Based on a leaked memo from Elon Musk, Twitter has lost over $20 billion in value in the past six months, which means its worth is now less than half of what he originally paid for it.
In a memo to Twitter’s employees, Musk indicated that the company’s current value is below $20 billion, which is a significant drop from the $44 billion he paid for it back in October 2022.
After Elon Musk’s tumultuous takeover of the company, Twitter has suffered a significant devaluation, with several major advertisers departing from the platform. Additionally, Fidelity, which was a significant source of funding for Musk’s acquisition, has reduced the value of its stake by 56%.
According to reports from the Information and Platformer, which were the first to reveal the memo, the valuation of Twitter was determined by Musk’s offer of stock grants.
The stock grants could be “sold every six months, based on a third party valuation”, another separate internal email to Twitter staff said.
In his email, Musk also mentioned that prior to a series of contentious high-profile layoffs, the company was approximately four months away from exhausting its funds.
Elon Musk provided figures in December indicating that Twitter’s workforce had been reduced from approximately 7,500 to about 2,000 employees.

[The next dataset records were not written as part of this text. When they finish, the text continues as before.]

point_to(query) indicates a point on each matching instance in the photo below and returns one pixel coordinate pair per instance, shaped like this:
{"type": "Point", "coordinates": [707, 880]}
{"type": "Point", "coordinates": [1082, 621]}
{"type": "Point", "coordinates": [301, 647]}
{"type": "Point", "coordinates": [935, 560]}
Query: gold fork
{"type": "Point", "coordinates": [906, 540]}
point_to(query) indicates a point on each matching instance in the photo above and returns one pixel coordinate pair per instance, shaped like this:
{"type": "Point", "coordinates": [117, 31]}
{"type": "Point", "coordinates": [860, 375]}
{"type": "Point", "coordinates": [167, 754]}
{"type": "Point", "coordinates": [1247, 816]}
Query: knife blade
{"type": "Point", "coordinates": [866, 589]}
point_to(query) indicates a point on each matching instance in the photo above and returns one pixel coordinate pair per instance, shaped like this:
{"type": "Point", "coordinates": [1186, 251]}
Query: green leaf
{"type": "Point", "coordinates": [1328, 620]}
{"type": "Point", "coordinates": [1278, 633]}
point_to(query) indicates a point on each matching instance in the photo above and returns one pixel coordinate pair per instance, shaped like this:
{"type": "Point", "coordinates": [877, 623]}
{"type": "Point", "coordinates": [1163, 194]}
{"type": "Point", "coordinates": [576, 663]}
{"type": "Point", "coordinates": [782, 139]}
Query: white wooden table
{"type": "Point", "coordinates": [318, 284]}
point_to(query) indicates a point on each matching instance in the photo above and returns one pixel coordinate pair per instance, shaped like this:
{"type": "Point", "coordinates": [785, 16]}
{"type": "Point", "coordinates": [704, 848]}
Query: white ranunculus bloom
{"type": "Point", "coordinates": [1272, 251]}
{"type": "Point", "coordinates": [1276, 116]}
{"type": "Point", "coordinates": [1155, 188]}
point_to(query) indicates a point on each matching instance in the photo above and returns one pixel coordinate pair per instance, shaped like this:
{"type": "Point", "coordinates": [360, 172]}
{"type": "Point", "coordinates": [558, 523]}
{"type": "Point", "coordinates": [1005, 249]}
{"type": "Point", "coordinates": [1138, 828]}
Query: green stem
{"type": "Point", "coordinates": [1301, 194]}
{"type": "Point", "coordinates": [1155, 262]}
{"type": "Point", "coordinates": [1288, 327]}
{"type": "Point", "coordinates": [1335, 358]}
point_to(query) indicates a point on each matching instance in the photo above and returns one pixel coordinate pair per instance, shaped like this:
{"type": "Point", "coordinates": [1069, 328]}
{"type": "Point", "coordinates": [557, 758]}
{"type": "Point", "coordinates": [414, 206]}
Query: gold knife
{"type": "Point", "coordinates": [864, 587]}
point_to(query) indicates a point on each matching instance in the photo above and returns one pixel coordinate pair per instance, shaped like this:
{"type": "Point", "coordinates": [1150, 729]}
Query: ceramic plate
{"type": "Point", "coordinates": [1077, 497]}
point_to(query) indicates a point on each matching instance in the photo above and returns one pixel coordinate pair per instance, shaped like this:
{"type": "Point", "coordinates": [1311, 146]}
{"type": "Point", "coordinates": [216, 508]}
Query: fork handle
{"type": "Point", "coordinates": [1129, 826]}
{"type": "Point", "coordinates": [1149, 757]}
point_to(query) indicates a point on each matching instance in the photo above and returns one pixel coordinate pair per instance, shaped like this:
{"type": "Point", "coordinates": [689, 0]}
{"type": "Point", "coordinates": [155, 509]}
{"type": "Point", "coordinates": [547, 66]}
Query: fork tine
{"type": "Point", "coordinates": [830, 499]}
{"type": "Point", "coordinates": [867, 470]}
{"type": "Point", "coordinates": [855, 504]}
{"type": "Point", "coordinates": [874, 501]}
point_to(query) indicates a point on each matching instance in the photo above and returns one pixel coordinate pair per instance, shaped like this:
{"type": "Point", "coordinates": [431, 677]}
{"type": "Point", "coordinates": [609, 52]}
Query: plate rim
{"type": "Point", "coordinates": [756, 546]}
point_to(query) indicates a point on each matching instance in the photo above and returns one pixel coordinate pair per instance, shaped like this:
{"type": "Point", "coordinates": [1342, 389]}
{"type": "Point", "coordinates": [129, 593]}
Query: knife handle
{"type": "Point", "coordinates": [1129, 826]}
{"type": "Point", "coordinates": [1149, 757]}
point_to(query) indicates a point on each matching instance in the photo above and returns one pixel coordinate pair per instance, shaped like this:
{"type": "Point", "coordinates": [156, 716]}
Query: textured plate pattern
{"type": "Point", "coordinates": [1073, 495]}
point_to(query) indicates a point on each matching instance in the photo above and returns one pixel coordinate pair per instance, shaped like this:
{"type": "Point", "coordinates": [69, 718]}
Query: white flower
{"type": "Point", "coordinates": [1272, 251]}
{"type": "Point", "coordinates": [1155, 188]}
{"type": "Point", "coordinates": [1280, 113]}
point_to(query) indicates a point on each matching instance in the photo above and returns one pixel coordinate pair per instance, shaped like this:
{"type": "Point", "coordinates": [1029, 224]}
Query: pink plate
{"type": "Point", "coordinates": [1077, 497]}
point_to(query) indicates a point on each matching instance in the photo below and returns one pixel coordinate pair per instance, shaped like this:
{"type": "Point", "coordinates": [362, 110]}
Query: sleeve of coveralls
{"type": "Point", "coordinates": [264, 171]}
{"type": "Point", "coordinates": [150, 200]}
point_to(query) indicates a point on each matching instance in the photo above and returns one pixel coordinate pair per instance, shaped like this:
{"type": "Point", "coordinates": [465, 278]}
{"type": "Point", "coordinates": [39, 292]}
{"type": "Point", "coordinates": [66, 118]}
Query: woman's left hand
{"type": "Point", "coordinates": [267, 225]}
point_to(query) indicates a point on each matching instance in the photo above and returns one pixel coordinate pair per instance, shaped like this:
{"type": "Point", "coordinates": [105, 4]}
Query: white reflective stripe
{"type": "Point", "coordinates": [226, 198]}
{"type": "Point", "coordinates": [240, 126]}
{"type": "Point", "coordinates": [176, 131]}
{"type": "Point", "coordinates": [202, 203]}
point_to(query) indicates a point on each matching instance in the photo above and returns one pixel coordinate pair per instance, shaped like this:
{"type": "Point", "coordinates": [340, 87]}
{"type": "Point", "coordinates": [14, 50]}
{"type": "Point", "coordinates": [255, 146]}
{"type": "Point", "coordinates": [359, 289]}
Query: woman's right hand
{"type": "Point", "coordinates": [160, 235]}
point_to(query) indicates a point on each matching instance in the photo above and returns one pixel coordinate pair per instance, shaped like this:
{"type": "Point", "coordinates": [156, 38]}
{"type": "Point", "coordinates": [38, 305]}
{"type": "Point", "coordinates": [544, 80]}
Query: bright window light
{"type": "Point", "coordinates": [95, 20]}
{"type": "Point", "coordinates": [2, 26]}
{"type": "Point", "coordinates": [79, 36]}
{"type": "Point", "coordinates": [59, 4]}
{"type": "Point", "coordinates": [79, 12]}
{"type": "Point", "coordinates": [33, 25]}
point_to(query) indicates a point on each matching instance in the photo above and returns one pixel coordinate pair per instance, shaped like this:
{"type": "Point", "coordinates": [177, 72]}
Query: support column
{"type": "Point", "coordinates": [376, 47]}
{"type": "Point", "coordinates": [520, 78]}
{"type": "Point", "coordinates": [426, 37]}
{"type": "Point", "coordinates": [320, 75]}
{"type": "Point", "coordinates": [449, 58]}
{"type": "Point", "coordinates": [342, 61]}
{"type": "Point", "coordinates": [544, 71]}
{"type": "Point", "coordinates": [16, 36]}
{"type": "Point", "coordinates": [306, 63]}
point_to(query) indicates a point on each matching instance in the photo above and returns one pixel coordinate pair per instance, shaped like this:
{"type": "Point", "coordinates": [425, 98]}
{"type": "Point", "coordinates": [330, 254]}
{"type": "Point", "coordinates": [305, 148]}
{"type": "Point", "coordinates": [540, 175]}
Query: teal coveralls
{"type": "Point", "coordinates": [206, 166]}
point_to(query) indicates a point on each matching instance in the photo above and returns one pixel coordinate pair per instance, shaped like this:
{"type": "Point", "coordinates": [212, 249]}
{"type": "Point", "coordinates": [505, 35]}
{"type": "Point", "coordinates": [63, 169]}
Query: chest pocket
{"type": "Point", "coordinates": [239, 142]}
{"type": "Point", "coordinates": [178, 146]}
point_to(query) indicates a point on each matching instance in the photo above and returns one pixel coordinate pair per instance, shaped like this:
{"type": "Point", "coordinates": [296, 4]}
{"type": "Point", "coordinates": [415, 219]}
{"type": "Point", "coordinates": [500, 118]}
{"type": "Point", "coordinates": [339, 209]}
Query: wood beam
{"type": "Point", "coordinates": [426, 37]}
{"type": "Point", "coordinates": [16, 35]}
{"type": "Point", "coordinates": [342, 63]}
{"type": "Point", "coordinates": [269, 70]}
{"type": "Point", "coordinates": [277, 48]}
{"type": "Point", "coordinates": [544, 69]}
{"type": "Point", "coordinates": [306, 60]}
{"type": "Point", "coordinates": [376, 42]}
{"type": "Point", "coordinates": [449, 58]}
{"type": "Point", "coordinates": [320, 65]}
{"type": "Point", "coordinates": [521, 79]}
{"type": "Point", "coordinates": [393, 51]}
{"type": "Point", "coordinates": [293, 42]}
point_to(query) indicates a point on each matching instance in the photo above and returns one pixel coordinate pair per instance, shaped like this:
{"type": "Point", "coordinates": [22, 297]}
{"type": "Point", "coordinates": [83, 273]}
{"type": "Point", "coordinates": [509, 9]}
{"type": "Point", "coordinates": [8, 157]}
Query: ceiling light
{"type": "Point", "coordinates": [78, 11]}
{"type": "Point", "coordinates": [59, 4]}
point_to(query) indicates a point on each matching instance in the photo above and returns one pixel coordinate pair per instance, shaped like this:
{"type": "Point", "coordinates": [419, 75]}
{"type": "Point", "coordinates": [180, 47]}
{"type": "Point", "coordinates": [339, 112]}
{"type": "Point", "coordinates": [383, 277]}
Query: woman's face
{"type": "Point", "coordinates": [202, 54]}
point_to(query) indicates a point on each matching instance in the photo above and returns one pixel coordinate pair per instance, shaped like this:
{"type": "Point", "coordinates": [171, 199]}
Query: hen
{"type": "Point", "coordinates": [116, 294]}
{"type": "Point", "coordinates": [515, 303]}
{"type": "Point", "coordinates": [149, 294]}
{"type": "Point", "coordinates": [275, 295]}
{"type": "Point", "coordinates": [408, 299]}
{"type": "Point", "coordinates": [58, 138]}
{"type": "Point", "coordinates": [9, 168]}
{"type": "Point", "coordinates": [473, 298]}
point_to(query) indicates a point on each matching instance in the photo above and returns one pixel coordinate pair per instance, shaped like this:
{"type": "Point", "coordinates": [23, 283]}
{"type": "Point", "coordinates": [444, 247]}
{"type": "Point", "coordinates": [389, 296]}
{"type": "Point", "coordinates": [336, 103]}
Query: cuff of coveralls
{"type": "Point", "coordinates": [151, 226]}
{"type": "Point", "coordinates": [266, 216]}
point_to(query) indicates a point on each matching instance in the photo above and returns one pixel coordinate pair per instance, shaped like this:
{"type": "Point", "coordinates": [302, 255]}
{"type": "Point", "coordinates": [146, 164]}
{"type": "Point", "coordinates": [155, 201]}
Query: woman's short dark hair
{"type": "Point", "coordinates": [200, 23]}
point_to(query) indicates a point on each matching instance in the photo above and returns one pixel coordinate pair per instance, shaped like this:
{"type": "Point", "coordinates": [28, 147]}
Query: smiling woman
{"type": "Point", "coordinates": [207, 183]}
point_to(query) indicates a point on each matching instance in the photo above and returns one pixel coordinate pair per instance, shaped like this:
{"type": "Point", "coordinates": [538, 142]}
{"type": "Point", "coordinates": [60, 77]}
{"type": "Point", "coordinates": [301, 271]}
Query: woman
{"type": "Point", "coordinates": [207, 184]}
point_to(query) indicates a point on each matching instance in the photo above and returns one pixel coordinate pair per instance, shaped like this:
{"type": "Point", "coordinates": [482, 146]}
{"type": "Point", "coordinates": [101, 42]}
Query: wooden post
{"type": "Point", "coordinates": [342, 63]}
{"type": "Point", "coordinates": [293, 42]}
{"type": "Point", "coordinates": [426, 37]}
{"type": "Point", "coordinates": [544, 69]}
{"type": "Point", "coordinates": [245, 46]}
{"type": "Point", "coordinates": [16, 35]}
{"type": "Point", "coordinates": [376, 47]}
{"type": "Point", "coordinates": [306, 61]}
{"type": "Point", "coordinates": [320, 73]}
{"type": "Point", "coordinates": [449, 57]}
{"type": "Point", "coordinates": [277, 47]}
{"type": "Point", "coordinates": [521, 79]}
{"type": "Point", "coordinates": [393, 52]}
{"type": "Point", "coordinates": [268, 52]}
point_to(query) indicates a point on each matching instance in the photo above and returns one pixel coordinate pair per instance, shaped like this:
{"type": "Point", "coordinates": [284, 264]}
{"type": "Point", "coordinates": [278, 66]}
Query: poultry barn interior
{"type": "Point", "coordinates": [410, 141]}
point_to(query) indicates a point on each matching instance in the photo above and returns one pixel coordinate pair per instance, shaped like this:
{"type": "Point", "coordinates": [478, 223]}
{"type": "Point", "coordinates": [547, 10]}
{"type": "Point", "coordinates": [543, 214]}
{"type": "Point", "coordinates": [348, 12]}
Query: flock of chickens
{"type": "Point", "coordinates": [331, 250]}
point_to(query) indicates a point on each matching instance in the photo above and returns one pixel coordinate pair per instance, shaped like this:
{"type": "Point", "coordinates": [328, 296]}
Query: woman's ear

In his recent memo, Musk stated that he sees a challenging yet attainable path to a valuation exceeding $250 billion, which would suggest a tenfold rise in the company’s share value.
The proposed model would be comparable to the one utilized by Musk’s other company, SpaceX, where employees have the option to sell their shares back to the company.
While this can be a profitable incentive if the company’s value experiences a significant increase, it lacks the flexibility of selling a publicly listed stock.